# Pot Call Depth



## Cody Hatten (Feb 27, 2020)

How deep do you normally make your pot calls?


----------



## TMAC (Feb 27, 2020)

Mine are 3/4” to 13/16” on 3.5” calls. Lot of variables in pot calls, but that is what I have settled on.

Reactions: Agree 1


----------



## Cody Hatten (Feb 27, 2020)

TMAC said:


> Mine are 3/4” to 13/16” on 3.5” calls. Lot of variables in pot calls, but that is what I have settled on.
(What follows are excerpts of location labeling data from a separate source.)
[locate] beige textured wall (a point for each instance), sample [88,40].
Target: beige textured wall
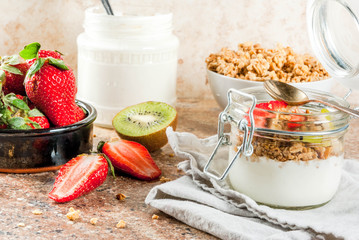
[203,26]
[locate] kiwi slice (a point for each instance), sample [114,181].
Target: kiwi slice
[146,123]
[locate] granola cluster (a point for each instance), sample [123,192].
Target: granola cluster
[289,149]
[253,62]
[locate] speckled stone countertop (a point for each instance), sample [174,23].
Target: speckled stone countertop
[21,194]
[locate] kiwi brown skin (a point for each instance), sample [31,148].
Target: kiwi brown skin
[153,141]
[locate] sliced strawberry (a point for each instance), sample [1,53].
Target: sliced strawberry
[295,120]
[132,158]
[260,113]
[79,176]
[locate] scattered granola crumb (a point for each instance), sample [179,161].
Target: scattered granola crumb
[93,221]
[164,179]
[37,212]
[73,214]
[121,196]
[121,224]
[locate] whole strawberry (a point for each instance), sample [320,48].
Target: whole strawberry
[45,54]
[15,113]
[51,86]
[79,176]
[13,73]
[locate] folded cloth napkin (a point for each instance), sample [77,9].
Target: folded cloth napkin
[212,206]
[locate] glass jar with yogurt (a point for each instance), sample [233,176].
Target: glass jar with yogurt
[291,158]
[126,59]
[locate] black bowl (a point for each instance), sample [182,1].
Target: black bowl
[37,150]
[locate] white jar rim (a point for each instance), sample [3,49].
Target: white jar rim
[98,24]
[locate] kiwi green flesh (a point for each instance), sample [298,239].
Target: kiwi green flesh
[144,119]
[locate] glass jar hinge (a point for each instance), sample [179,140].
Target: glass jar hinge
[246,147]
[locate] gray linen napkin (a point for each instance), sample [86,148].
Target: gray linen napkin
[213,207]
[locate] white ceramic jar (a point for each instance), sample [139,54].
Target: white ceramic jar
[124,60]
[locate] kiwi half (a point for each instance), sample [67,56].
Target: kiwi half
[146,123]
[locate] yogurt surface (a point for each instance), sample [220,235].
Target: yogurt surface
[289,183]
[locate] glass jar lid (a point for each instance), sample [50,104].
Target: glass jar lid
[311,119]
[333,28]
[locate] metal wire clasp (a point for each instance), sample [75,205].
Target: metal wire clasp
[224,138]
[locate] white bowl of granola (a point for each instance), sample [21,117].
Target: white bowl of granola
[251,65]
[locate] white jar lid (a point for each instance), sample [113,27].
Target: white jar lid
[333,28]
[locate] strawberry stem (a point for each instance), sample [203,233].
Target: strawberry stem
[100,145]
[110,165]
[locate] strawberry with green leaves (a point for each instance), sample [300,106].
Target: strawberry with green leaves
[15,113]
[12,74]
[131,158]
[79,176]
[50,84]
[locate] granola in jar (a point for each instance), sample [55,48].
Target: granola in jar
[292,157]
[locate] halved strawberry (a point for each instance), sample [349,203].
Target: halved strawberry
[79,176]
[130,157]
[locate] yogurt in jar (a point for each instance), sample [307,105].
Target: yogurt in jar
[286,184]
I use a 3/4 mostly but I also use a 7/8 with Vermont Green for a locator also


----------



## Eric Rorabaugh (Feb 27, 2020)

3/4-7/8 depending on wood. Only 3" calls. No 3 1/2" any more

Reactions: Agree 1


----------



## Cody Hatten (Feb 27, 2020)

Eric Rorabaugh said:


> 3/4-7/8 depending on wood. Only 3" calls. No 3 1/2" any more


I am partial to the 3.5 my self. Never tried 3"


----------



## Cody Hatten (Feb 27, 2020)

Eric Rorabaugh said:


> 3/4-7/8 depending on wood. Only 3" calls. No 3 1/2" any more


3.5 with 3" glass sound board. I have found glass sound boards are to my liking better. I do want to try some acrylic or wood boards


----------



## John Herron (Mar 21, 2020)

What gap are you all using between soundboard and striking surface?


----------



## Wildthings (Mar 21, 2020)

John Herron said:


> What gap are you all using between soundboard and striking surface?
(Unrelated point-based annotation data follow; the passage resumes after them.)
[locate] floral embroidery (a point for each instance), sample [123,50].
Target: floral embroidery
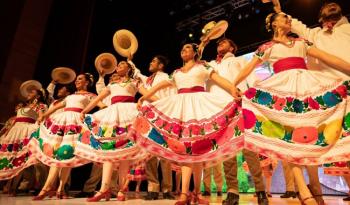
[305,135]
[155,136]
[64,152]
[290,104]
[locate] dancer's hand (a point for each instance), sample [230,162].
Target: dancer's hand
[139,103]
[40,119]
[82,116]
[236,93]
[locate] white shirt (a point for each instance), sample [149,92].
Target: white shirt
[229,68]
[159,77]
[100,85]
[336,43]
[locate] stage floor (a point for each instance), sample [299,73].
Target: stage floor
[134,199]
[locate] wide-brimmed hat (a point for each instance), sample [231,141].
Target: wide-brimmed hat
[63,75]
[29,85]
[125,42]
[106,62]
[213,30]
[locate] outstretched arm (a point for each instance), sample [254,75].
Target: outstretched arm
[247,70]
[329,59]
[144,91]
[96,101]
[50,111]
[152,91]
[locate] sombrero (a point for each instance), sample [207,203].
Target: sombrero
[125,42]
[213,30]
[63,75]
[106,62]
[28,86]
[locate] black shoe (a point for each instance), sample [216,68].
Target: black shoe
[262,199]
[289,194]
[231,199]
[347,198]
[84,194]
[206,193]
[168,195]
[152,196]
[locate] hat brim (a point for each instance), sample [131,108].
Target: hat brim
[29,85]
[110,65]
[125,42]
[217,30]
[63,75]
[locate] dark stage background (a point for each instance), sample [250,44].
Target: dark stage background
[38,35]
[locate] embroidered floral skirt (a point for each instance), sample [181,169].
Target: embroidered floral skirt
[191,128]
[14,153]
[299,116]
[110,136]
[55,141]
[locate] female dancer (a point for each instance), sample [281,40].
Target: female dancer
[193,128]
[14,152]
[110,137]
[295,115]
[54,142]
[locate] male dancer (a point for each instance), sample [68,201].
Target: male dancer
[156,67]
[228,66]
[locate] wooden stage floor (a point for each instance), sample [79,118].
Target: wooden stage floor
[135,199]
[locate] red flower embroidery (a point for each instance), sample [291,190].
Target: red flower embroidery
[25,141]
[18,161]
[186,132]
[120,143]
[159,122]
[342,91]
[176,146]
[48,149]
[150,115]
[141,125]
[15,147]
[305,135]
[290,99]
[249,119]
[195,129]
[208,127]
[279,103]
[4,147]
[85,138]
[250,93]
[54,129]
[313,103]
[167,127]
[176,128]
[201,146]
[221,120]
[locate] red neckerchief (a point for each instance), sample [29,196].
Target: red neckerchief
[329,25]
[150,79]
[219,58]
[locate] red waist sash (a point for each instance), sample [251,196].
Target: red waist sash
[118,99]
[194,89]
[289,64]
[25,119]
[74,109]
I usually use the thickness of a slate strike plate

Reactions: Agree 2


----------



## John Herron (Mar 21, 2020)

That’s about what I’ve been using to


----------



## Eric Rorabaugh (Mar 21, 2020)

FYI if you don't know...take notes of measurements and the slightest change in ANY measurement will change the sound!


----------



## John Herron (Mar 21, 2020)

Oh yeah I’m a stickler for notes

Reactions: Like 1


----------